Kompetisi Bulu Tangkis Terpengaruh
Federasi Bulu Tangkis Prancis juga terpaksa mengambil langkah dengan menyediakan alamat email khusus: [email protected] untuk menjawab pertanyaan yang mungkin muncul terkait situasi ini. Sebelumnya, federasi tersebut dengan bangga mengumumkan bahwa Kejuaraan Junior Eropa 2028 akan dilaksanakan di Saint-Maur-des-Fossés, Prancis.
Setelah meninjau berbagai tawaran, Dewan Direksi Badminton Europe secara resmi memilih kota tersebut sebagai tuan rumah.
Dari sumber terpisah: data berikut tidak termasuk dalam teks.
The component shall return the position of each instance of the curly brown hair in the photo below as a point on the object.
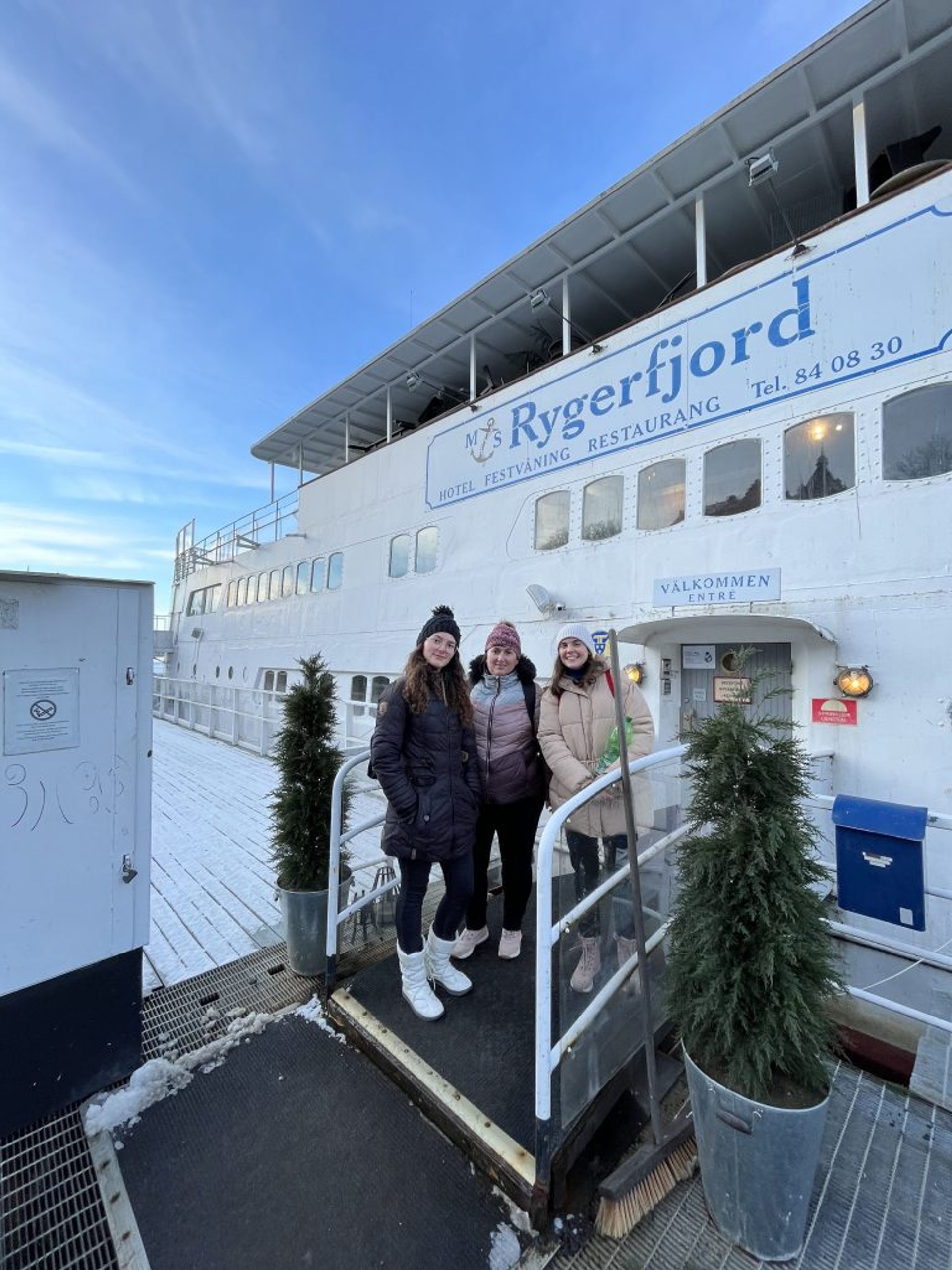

Saint-Maur-des-Fossés, yang terletak di wilayah Île-de-France, akan menyambut para bintang bulu tangkis muda Eropa di Pusat Olahraga Pierre Brossolette. Kompetisi ini akan mencakup nomor beregu dan individu, direncanakan berlangsung pada bulan Agustus, tergantung pada konfirmasi akhir dari Federasi Bulu Tangkis Dunia (BWF).
Pentingnya Acara untuk Bulu Tangkis di Prancis
Keputusan ini menjadi langkah signifikan bagi perkembangan bulu tangkis di Prancis dan menunjukkan kepercayaan yang diberikan kepada FFBaD oleh lembaga pengatur Eropa. Acara ini juga akan menjadi ajang untuk menampilkan kemampuan Prancis dalam menyelenggarakan acara olahraga serta pelatihan bagi pemain bulu tangkis muda.